Allison: It's one of those things where it just doesn't affect the person that it happened to. It affects everyone around that person.
Melissa: It's definitely something, it's a lot to take on, and I don't have any regrets about it at all. I obviously, I have my ups and downs, like anybody would. I wouldn't change it for anything. Fortunately, our situation allows me to be her full-time caregiver. I don't work part time. I'm with her basically 24/7. We're very lucky in that way, where other families or couples aren't.
Nurkowitz: I think it's incredibly important for that person to maintain their own sense of identity. I think what happens is they get lost in that caregiving role, and it becomes all in consuming. To the extent to where they're lacking sleep, they are lacking essential things that they must do for themselves in order to keep themselves healthy.
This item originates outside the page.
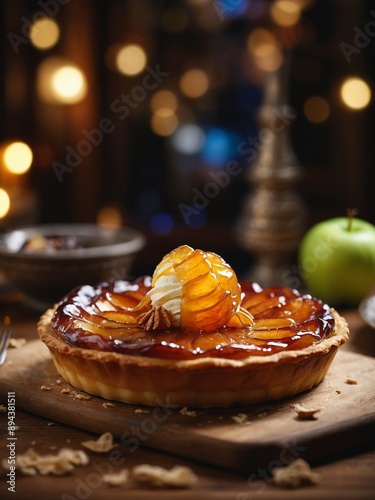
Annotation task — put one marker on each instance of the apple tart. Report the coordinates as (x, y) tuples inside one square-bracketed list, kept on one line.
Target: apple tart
[(191, 335)]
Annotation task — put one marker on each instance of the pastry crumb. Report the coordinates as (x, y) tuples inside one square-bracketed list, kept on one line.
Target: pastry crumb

Not just the basic things like sleeping and eating, but just fun things. Getting together with friends. Getting their nails done. Whatever is important to them and meaningful to them, I think is essential for maintaining that the positive attitude and for them to maintain a healthy caregiving relationship.
Duckett: It'll get better. It will get better. It'll become the new normal. You'll be able to, you know, the more practice, and the more you continue to provide caregiving for that person, you'll get better at it, and you'll find things that work for you.
Afreda: Never let them give up. Don't let them give up. Constantly talk to them. Let them know, you know this to show pass. Where there's life, there's always hope. Future to be independent and eventually be in her own place, where everything's totally accessible for her. But right now, you see this little small house we have, just isn't. Everything on one floor and I can see her doing it and being on her own and taking care of her child and its gonna happen. I can see it.